Dream Daemon Hang Up

Feb 2 2017, 7:19 pm In response to Lummox JR
Audeuro	Lummox JR wrote: Hrm. I wonder if the problem is more that the child handler is interrupting the regular timer event or vice-versa. As I said before, the child handler could theoretically interrupt anything, so you have to be careful not to clobber state you may be otherwise using or making assumptions about everywhere in your code base.

Feb 7 2017, 5:02 pm
Audeuro	I believe at this point I will bow out of this discussion. I'm still not entirely sure that my point has gotten across that the only safe thing to do here in your signal handler is to set a flag that it's finished, then letting your normal timing stuff handle that flag. Either way, I'm not sensing any progress on this given the sparse communication. Good luck, Hikato.

Feb 7 2017, 6:49 pm
Lummox JR	I think I know what I need to do; I just need to take some time to make the appropriate changes properly.

Mar 5 2017, 3:14 pm
Hikato	Any update?

Mar 18 2017, 6:47 pm

In response to Hikato

Pixel Realms

Hikato wrote:

Do you have an ETA to attempt to get a fix out? This is a year(s) old bug, and pretty serious. I'd hoped it'd be a little higher in priority than some graphical things.

Yeah, this has been happening almost daily in Eternia, with a reboot fixing it. It more or less shuts down the game since nobody can log in, which is a nuisance if an admin isn't around to reboot.

It's the sort of thing that really needs to be addressed because it's been actively damaging a good chunk of (if not all?) BYOND games for months now.

Mar 18 2017, 7:52 pm

In response to Pixel Realms

Audeuro

Pixel Realms wrote:

It's the sort of thing that really needs to be addressed because it's been actively damaging a good chunk of (if not all?) BYOND games for months now.

I'd estimate that "months" to be "many years," actually- it's just that it's a problem with a lot of factors. Processor speed, process scheduling (priorities change, etc), and timing within DD's VM has to be just right.

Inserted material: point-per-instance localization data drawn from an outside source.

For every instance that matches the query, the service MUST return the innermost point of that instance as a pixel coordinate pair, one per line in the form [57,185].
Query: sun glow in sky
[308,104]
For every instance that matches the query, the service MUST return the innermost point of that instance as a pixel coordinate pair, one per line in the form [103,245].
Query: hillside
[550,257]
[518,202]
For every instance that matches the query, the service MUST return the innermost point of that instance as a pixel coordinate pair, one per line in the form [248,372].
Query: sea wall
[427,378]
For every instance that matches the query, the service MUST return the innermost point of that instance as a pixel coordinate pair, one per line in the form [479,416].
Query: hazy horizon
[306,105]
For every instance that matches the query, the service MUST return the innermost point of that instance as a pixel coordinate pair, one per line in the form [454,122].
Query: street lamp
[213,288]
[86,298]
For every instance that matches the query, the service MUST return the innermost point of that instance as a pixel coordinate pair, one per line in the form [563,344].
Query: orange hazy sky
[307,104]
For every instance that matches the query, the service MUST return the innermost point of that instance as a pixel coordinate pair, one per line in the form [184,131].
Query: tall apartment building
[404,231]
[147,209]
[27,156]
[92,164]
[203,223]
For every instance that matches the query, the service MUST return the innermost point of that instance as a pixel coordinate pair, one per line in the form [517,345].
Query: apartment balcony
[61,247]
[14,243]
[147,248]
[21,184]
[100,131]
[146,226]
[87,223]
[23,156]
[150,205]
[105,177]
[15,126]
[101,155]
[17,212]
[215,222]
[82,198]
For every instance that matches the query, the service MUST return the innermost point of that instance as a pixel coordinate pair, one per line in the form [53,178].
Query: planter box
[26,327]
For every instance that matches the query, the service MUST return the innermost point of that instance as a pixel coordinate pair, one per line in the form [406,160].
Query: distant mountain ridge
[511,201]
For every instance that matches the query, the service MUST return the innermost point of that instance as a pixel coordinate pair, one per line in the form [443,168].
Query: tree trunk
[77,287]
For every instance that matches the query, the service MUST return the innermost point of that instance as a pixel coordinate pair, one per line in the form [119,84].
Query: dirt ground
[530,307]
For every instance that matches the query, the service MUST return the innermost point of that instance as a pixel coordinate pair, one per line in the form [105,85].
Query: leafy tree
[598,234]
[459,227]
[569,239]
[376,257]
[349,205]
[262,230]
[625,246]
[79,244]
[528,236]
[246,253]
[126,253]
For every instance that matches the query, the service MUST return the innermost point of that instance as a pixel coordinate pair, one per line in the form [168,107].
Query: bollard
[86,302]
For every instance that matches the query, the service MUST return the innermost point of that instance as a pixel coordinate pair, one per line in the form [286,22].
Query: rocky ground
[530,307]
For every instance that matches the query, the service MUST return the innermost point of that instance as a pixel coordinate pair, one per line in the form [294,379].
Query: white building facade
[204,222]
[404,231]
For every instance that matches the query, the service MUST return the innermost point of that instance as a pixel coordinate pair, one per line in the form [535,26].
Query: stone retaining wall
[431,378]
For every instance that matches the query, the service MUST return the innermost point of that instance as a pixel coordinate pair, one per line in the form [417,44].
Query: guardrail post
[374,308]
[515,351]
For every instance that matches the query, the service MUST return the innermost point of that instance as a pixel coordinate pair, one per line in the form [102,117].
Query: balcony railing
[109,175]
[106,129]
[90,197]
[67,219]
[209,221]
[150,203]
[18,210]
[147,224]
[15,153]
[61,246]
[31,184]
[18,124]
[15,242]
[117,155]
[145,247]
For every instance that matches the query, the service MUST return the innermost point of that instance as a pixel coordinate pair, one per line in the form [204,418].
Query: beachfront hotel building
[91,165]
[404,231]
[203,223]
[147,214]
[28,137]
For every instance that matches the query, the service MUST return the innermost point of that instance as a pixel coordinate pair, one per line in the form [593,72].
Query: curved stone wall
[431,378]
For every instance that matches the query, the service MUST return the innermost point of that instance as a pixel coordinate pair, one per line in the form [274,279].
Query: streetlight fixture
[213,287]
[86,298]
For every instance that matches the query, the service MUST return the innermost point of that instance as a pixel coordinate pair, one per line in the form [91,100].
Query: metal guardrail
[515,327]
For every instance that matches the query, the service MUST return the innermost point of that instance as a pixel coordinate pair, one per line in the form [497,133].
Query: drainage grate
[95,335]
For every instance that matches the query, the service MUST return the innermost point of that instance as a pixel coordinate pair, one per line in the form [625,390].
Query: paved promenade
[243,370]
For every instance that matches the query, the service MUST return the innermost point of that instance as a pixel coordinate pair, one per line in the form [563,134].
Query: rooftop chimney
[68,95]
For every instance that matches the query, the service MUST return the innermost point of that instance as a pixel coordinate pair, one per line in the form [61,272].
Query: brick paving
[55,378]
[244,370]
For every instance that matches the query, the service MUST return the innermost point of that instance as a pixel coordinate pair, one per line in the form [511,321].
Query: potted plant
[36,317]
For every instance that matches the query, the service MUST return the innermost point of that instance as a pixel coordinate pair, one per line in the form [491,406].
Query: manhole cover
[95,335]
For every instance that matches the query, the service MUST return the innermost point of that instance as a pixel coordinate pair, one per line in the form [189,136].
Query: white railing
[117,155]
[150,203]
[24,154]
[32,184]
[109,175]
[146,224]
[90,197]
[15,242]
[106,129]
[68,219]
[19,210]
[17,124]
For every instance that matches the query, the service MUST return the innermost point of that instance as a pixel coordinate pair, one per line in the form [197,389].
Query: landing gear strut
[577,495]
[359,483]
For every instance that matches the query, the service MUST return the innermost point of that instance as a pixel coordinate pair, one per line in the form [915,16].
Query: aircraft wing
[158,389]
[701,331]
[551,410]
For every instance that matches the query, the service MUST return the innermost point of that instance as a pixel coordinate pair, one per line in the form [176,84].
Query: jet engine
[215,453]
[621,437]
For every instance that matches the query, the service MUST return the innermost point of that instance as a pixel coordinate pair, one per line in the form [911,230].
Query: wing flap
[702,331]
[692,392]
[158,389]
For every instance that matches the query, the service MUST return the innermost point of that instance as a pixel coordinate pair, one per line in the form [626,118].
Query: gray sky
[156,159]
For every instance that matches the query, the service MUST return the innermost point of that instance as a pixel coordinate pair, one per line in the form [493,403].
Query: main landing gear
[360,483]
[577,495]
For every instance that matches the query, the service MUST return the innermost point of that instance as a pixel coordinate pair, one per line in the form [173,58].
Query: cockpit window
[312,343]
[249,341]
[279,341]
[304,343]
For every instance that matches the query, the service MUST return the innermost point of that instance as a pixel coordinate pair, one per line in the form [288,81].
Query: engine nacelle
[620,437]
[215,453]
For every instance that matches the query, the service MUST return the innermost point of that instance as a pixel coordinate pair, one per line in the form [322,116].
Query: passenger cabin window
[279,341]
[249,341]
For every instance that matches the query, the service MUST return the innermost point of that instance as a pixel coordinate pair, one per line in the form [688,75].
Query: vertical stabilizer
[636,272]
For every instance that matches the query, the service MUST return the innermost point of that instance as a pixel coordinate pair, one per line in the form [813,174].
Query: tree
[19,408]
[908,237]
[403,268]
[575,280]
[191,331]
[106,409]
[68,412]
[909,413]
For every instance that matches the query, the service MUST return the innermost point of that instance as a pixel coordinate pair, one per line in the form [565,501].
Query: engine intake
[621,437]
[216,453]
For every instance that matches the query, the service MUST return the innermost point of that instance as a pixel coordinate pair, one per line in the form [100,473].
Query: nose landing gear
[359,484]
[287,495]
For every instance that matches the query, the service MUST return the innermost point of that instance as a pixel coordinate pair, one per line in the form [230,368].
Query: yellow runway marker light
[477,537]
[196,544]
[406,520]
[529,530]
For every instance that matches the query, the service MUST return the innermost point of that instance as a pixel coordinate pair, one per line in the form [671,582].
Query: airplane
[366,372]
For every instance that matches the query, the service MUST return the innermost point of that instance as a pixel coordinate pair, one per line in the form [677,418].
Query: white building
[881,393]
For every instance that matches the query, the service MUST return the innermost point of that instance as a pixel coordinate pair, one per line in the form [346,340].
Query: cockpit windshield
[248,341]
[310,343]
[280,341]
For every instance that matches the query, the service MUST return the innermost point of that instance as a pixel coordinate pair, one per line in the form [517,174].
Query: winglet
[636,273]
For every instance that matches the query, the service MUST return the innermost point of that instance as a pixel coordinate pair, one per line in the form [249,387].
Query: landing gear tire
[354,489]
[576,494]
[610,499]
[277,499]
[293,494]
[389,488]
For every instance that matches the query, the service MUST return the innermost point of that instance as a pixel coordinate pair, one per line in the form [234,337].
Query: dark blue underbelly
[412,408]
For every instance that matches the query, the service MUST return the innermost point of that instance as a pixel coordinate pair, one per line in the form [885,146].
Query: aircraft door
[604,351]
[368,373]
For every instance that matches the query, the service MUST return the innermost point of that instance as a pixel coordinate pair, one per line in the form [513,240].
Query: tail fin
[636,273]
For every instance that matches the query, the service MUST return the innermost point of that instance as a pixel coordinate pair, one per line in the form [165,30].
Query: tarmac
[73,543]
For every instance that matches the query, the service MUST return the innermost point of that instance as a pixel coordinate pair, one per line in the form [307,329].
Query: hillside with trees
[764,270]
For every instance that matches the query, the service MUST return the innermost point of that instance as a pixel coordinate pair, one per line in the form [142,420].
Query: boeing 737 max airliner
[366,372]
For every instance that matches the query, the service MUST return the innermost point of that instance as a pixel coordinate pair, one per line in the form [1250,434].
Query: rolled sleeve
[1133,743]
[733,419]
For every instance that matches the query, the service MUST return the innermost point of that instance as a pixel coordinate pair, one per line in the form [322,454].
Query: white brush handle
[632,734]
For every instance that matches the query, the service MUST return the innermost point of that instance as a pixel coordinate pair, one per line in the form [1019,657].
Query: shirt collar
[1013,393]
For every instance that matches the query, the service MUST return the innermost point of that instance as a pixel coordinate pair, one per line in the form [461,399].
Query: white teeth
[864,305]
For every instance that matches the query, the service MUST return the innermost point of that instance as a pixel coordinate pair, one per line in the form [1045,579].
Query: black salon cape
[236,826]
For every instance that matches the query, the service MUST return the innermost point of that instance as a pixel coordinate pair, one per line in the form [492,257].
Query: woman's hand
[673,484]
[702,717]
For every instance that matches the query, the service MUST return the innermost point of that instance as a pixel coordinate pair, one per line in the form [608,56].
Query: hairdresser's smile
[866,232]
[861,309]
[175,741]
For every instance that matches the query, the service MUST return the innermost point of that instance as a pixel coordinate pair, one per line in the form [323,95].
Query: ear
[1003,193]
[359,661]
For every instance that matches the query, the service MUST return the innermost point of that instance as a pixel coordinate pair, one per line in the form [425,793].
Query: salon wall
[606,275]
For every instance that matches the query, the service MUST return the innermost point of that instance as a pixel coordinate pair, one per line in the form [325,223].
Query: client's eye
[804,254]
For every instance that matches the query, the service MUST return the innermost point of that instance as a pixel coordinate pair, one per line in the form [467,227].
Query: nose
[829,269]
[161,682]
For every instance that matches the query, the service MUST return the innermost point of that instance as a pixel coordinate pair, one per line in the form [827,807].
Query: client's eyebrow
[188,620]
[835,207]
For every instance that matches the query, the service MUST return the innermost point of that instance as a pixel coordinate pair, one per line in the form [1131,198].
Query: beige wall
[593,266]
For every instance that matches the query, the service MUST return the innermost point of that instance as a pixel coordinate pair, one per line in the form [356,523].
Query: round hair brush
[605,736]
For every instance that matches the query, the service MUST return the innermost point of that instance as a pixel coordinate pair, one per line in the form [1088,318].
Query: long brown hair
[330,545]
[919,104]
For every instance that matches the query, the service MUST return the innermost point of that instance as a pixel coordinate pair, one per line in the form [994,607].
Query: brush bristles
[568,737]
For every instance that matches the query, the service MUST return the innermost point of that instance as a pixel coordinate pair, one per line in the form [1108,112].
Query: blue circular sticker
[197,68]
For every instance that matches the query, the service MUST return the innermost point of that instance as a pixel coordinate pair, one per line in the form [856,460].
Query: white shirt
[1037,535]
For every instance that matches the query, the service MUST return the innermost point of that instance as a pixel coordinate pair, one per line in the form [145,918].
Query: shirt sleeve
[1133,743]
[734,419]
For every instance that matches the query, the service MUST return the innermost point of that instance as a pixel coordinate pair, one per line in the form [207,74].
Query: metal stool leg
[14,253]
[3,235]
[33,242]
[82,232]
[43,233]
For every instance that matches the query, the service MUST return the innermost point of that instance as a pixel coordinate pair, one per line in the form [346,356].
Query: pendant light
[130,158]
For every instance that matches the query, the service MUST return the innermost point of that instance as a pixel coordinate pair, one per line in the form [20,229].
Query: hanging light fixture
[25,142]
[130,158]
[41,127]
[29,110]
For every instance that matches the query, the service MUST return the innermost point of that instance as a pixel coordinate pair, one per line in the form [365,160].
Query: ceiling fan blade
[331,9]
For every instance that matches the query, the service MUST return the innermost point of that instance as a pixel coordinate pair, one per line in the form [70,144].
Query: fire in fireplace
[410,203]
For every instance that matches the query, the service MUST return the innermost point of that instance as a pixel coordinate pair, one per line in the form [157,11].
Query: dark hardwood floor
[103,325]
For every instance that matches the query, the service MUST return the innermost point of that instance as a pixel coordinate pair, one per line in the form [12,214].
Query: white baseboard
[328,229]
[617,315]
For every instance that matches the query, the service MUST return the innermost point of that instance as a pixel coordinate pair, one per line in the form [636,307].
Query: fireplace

Because it's so involved, it's complicated to reproduce consistently and can manifest in many many ways because of the nature of the beast. You can increase the odds of problems arising by scattershot shell() at different timings so that SIGCHLD fires off more frequently, but that's about it.

This is problematic, though, since Lummox really can't know that it's actually fixed except by trusting that what I'm telling him is right (he shouldn't be doing so much or messing with external state within his signal handler) and whether or not people complain after the fact. =(

It makes me sad, too, that it's not been addressed, but we have now received a response.

LummoxJR wrote:

I think the best way to solve this is likely to be with a global flag that can be checked at some point in the background proc handling loop.

My interpretation of this was that he's going to make SIGCHLD's handler only set a global flag that the background proc handling loop checks and then does all of the waitpid(2) calls and cleanup associated. If this is correct, then that should alleviate these problems.

Mar 18 2017, 9:45 pm

Audeuro

@Lummox: Actually, now that I think about it, you call waitpid(2) frequently in your background proc loop, right? In that case, you could just rip out the SIGCHLD handler altogether and let them get naturally handled.

SIGCHLD is only really useful if you can immediately act on the child dying in a safe manner. In your case, you can't and you really have better things to be doing with the time currently spent in SIGCHLD anyways. You might as well just reap the children as you check on them anyways.

If it helps, we could whip up a simple case for you to at least observe that it hasn't broken anything (left zombie processes for more than a couple second) if you want to just stop handling SIGCHLD.

Mar 26 2017, 3:43 pm
Lummox JR	This is just a quick note that I haven't forgotten this issue. A prospective fix will be in the next release.

Apr 7 2017, 12:34 pm
Lummox JR	511.1379 has been released, so please retest with that.

Apr 21 2017, 9:01 am
Hikato	Shell is completely broken in the latest 511 stable. It will run one command, which is successful, but never gets past it.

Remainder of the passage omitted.